Il "mattino" seguente Tom si alzò poco riposato e molto in disordine: immagini di sogni incoerenti e magnetici dove viveva per città che aveva conosciuto, ma ridisegnate a suo piacimento ed in totale assurdità, restavano a rumoreggiare nel suo pensiero. Vedendo quant'era in disordine il suo giaciglio, capì di aver dovuto lottare non poco nel sonno. La sveglia aveva suonato alle 06.00 del giorno artificiale della nave.
Aprendo la tenda della vetrata della sua cabina infatti la stella vicina a loro era ancora nello stesso identico posto di dov'era quand'era andato a dormire: nello spazio poteva capitare anche quello, di passare mesi senza vedere la luce od il buio. Vide anche che un trasporto truppe della marina imperiale era venuto, come previsto, per prendere in consegna i prigionieri, i superstiti delle navi corsare che erano riusciti a salvare.
"Nottata schifosa. Dovrei imparare a non dormire ormai. Su, al lavoro." Molti erano gli impegni della nuova giornata. Per prima cosa andò al quadrato ufficiali dove, ospite per colazione, c'era il comandante del trasporto, che all'apparire di Tom mollò le sue cibarie e si piantò su un saluto tanto rigido da parere goffo:
-Capitano di corvetta Zed, al comando del trasporto truppe Tenno Maru, ai suoi ordini ammiraglio!
Tom era in vena di scherzare, di fronte a tanta riverenza: -Si sieda comodo, signor Zed, in questo Sentai non ho ancora fatto fucilare nessuno per non aver osservato l'etichetta... per ora... Venga a sedere al mio tavolo, prego. Ma si ricordi di usare le posate giuste. Uomo avvisato...
Andò a sedere al suo tavolo dove il contrammiraglio Uwai lo attendeva in piedi; l'ometto gallonato intanto trotterellò con la sua ciotola e chiedendo il permesso anche al giovane che lo guardava un pò stupito, prese posto. Mentre gli veniva servita la colazione, Tom parlava a bassa voce con l'allievo:
-Hai avuto incubi stanotte? Non mentire.
-No, signore... perché questa domanda?
-Il perché dovrebbe essere evidente anche a te. Cos'hai sognato, allora...
-Nulla, glielo posso giurare. Credo fossi troppo stanco per sogni ed incubi.
-Bene, buon segno. Continua così.
Uwai non aveva capito nulla. Cominciarono a mangiare e decise che non si sarebbe posto domande. Fu il suo maestro a riprendere la parola, sempre a bassa voce. Il capitano fingeva di dedicarsi al cibo per non dare a vedere che origliava.

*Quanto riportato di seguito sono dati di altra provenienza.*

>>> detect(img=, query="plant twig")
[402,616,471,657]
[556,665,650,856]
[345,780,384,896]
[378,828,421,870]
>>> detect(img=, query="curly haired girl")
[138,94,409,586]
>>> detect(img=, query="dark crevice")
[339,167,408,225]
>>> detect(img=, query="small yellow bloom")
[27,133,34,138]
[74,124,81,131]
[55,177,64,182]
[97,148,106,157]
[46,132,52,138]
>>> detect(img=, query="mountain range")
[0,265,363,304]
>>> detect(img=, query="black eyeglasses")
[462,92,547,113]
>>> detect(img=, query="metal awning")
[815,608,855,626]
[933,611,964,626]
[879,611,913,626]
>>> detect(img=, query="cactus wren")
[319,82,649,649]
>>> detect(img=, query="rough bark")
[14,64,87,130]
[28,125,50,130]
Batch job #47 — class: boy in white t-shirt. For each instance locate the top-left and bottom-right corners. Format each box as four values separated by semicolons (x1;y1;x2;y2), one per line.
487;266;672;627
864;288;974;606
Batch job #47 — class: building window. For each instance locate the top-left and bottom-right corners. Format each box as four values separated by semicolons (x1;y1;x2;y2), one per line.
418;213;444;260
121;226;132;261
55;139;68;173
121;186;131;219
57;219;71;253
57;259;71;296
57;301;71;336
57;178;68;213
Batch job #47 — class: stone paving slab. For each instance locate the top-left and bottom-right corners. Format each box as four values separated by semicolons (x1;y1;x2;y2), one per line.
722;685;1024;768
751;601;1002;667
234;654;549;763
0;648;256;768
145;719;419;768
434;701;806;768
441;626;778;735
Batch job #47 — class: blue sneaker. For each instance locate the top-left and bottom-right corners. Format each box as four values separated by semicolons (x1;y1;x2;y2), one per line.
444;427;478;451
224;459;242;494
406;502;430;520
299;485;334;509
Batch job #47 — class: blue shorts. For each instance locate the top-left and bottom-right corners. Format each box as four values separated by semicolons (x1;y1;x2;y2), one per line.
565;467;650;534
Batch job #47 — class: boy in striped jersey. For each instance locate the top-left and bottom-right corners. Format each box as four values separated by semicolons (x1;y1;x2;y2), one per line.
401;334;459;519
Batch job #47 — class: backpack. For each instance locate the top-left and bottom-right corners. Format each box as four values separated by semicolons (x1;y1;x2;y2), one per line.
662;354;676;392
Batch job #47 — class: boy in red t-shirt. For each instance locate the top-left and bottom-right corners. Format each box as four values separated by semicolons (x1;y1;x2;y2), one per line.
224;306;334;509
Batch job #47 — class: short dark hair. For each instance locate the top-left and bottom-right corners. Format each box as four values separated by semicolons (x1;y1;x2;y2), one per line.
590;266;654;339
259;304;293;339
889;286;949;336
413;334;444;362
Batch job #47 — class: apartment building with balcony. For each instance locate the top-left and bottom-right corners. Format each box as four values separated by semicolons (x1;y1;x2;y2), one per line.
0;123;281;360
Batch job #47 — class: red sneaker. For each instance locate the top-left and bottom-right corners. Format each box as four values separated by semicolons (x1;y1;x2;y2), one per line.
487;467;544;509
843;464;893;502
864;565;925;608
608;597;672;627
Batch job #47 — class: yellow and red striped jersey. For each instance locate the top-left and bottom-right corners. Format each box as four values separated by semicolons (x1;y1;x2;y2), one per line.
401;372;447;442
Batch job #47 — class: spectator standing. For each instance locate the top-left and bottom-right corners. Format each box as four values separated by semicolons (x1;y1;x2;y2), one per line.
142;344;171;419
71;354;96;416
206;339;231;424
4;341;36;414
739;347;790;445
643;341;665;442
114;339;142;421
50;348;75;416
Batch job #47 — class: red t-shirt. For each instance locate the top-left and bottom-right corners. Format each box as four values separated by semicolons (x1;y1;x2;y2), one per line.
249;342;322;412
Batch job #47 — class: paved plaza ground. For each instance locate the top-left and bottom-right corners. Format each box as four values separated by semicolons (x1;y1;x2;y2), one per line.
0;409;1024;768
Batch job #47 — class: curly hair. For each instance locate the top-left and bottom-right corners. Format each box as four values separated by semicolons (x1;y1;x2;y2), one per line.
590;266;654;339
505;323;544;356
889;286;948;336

-Un vero soldato non deve avere incubi, ma neppure sognare. Per noi ci deve essere una sola dimensione del pensiero: il dovere. Quando avrai imparato a non sognare, a non amare e a non odiare, sarai arrivato alla perfezione marziale.
-Ma... non è possibile!
-Difatti la perfezione non è umana... questa notte ho sognato perfino troppo, e questo fa male alla mia lucidità.
Vide il piccolo capitano che lo spiava incuriosito. Lo riprese:
-Capitano!!
Questo si paralizzò: -Signore?!?
-Mi dica, si rilassi, per il cielo, è fra amici qua, nessuno le farà del male se farà quel che le diciamo; mi dica, dicevo, per che ora prevedete di ripartire con la vostra unità?
-Il mio secondo mi ha assicurato che l'imbarco sarà completato prima del mio ritorno, signore!
-Mi dà la sua parola d'onore che i prigionieri saranno trattati con rispetto?
-Glielo garantisco su tutto quello che vuole, signore!
Signore, se mi può perdonare una curiosità...
-Non ci piacciono i curiosi, a noi della flotta di Hai Lung; però dica pure.
-Quella nave immobile che ho visto poco distante da qui... era una nave corsara?
Fulmineo balenò il sospetto nella mente di Tom che qualcuno fosse già stato mandato ad indagare; ma sarebbe stato dalla parte giusta? Il suo aspetto era del tutto inoffensivo, forse non era nient'altro che un povero diavolo che mai aveva vissuto una battaglia navale e voleva saperne di più: ma finché non avesse saputo leggere nei pensieri, non si sarebbe fidato. Nel dubbio scelse la prudenza:
-Sì, capitano. L'abbiamo catturata intatta ma non sarà di alcuna utilità per noi: credo che la faremo saltare subito prima di ripartire.
Poco dopo, Tom si trovava in plancia mentre attendeva la chiamata del capo di stato maggiore Nagumo; fuori, vedeva ripartire lentamente il grosso e pesante trasporto e ripensava che dopotutto, se anche fosse rimasto al grado più basso della gerarchia, a comandare uno scavafango del genere, sarebbe stato forse anche più sereno.